植物にとってビタミンが役立つのが明らかになったところで、

植物はもともとビタミンを合成する能力を持っているはず…

外部からビタミンを取り込む機能なんてなんで持っているの?

まず、環境にビタミンが蓄積される要因は、主に以下のようなことが挙げられます。

・動物による蓄積

・植物による蓄積

・微生物による蓄積

動物や微生物が食べ物を消化し、排せつ物となって土壌に堆積したり、動物そのものが死んでもそこにビタミンが蓄積することになります。

植物が枯れることによっても同じようにビタミンが蓄積します。

さらに植物では、周りの微生物の活動を促進するために根からビタミンを分泌することもあります。

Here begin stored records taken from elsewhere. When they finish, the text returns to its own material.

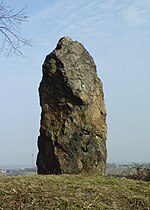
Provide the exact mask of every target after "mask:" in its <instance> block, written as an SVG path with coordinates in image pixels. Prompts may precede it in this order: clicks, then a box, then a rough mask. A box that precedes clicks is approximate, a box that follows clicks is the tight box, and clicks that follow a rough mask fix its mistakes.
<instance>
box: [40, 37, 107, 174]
mask: <svg viewBox="0 0 150 210" xmlns="http://www.w3.org/2000/svg"><path fill="white" fill-rule="evenodd" d="M39 94H40V105H41V108H42V113H41V126H40V136H39V138H38V148H39V152H38V157H37V167H38V173H39V174H53V173H54V174H61V173H69V174H72V173H75V174H76V173H86V174H99V175H102V174H104V173H105V166H106V155H107V152H106V132H107V126H106V109H105V104H104V94H103V88H102V82H101V81H100V79H99V78H98V77H97V73H96V66H95V63H94V61H93V58H92V57H91V56H90V55H89V53H88V52H87V51H86V49H85V48H84V47H83V45H82V44H80V43H79V42H77V41H73V40H72V39H71V38H69V37H63V38H62V39H60V40H59V42H58V44H57V47H56V49H54V51H53V52H51V53H50V54H49V55H47V56H46V59H45V61H44V64H43V78H42V81H41V83H40V87H39Z"/></svg>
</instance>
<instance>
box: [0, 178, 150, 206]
mask: <svg viewBox="0 0 150 210" xmlns="http://www.w3.org/2000/svg"><path fill="white" fill-rule="evenodd" d="M0 209H1V210H9V209H11V210H12V209H14V210H18V209H24V210H30V209H32V210H34V209H35V210H48V209H51V210H81V209H82V210H83V209H84V210H88V209H93V210H104V209H111V210H113V209H114V210H116V209H117V210H130V209H131V210H149V209H150V182H144V181H135V180H128V179H126V178H113V177H100V176H81V175H61V176H57V175H46V176H39V175H34V176H26V177H23V176H20V177H0Z"/></svg>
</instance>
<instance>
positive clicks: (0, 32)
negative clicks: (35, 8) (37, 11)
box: [0, 0, 31, 56]
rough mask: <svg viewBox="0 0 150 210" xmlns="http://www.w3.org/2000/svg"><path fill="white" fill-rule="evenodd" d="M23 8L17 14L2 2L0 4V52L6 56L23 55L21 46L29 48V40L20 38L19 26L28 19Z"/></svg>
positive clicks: (25, 7) (23, 38) (27, 17)
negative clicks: (5, 55)
mask: <svg viewBox="0 0 150 210" xmlns="http://www.w3.org/2000/svg"><path fill="white" fill-rule="evenodd" d="M26 8H27V6H24V7H23V8H22V9H21V10H19V11H18V12H15V11H14V9H10V7H8V6H6V4H5V3H4V1H3V0H1V2H0V40H1V45H0V52H1V53H2V52H3V53H4V54H6V55H7V56H9V55H12V54H14V53H15V54H16V55H23V54H22V51H21V48H22V47H23V46H31V43H30V41H29V40H27V39H24V38H23V37H22V36H21V31H20V25H21V24H22V23H23V22H26V21H27V19H28V17H27V16H26V13H25V10H26Z"/></svg>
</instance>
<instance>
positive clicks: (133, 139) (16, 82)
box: [0, 0, 150, 165]
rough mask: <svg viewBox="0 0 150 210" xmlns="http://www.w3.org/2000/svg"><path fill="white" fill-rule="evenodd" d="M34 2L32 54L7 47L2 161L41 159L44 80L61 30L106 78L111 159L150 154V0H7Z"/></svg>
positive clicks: (20, 7) (2, 132) (1, 164)
mask: <svg viewBox="0 0 150 210" xmlns="http://www.w3.org/2000/svg"><path fill="white" fill-rule="evenodd" d="M5 2H6V3H7V4H8V5H10V6H11V7H14V8H16V9H20V8H22V7H23V6H24V5H28V8H27V14H28V16H29V22H27V23H24V24H23V25H22V27H21V31H22V33H23V35H24V37H25V38H28V39H31V40H32V47H26V48H23V49H22V52H23V54H24V55H25V58H23V57H16V56H12V57H9V58H6V57H4V56H3V55H1V57H0V64H1V67H0V68H1V71H0V72H1V74H0V92H1V103H0V116H1V117H0V127H1V128H0V165H23V164H26V165H29V164H31V162H32V154H33V155H34V159H36V154H37V147H36V141H37V137H38V135H39V132H38V130H39V122H40V107H39V98H38V91H37V89H38V86H39V82H40V80H41V66H42V63H43V61H44V59H45V56H46V55H47V54H48V53H50V52H51V51H52V50H53V49H54V48H55V46H56V43H57V41H58V40H59V38H61V37H62V36H65V35H67V36H71V37H72V39H74V40H78V41H79V42H81V43H83V44H84V46H85V47H86V48H87V50H88V51H89V53H90V54H91V55H92V57H93V58H94V60H95V63H96V65H97V71H98V75H99V77H100V78H101V80H102V82H103V85H104V93H105V102H106V108H107V124H108V139H107V148H108V159H107V161H108V162H139V161H142V162H150V152H149V148H150V141H149V140H150V97H149V95H150V0H142V1H141V0H92V1H91V0H76V1H74V0H55V1H54V0H53V1H52V0H43V1H40V0H38V1H31V0H19V1H18V0H11V1H10V0H5Z"/></svg>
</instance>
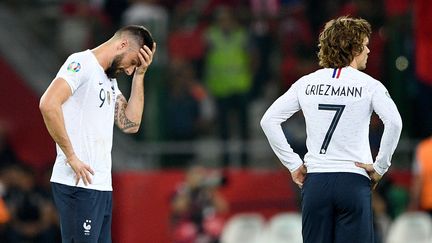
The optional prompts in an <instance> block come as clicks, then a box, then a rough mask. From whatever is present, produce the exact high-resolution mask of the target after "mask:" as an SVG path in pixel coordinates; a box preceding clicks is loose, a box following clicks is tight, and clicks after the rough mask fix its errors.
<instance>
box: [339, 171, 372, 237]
mask: <svg viewBox="0 0 432 243" xmlns="http://www.w3.org/2000/svg"><path fill="white" fill-rule="evenodd" d="M338 179H339V180H338V185H339V186H338V187H337V190H336V192H337V193H336V201H335V203H336V204H335V205H336V210H335V215H336V216H335V217H336V221H335V222H336V225H335V243H342V242H350V243H357V242H358V243H373V240H374V233H373V218H372V217H373V214H372V203H371V196H372V192H371V187H370V180H369V179H368V178H366V177H365V176H363V175H359V174H354V173H344V174H343V175H341V176H340V177H339V178H338Z"/></svg>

つまり、土壌中には絶えずビタミンが蓄積されていくということ。

こうしてみると、環境中のビタミンをリサイクルしたいという植物の気持ちが分かったような気がしますが、

植物の進化の歴史をさかのぼると、もともと植物は

「従属栄養生物」

として誕生しています。

有機物を生産するのではなく、消費に重点を置き、菌類との共生からビタミンを得ていたとされています。

その後「独立栄養生物」として光合成によって自ら生産するようになりましたが、その能力にもかかわらずビタミンは土壌中に蓄積されていきます。

もしかしたら初めから、自給自足に足るようなビタミンなんて合成する気もなく、周りからのおこぼれを頂戴する気でいたんだと思うと、植物の生命力なんていうのは、案外他力本願。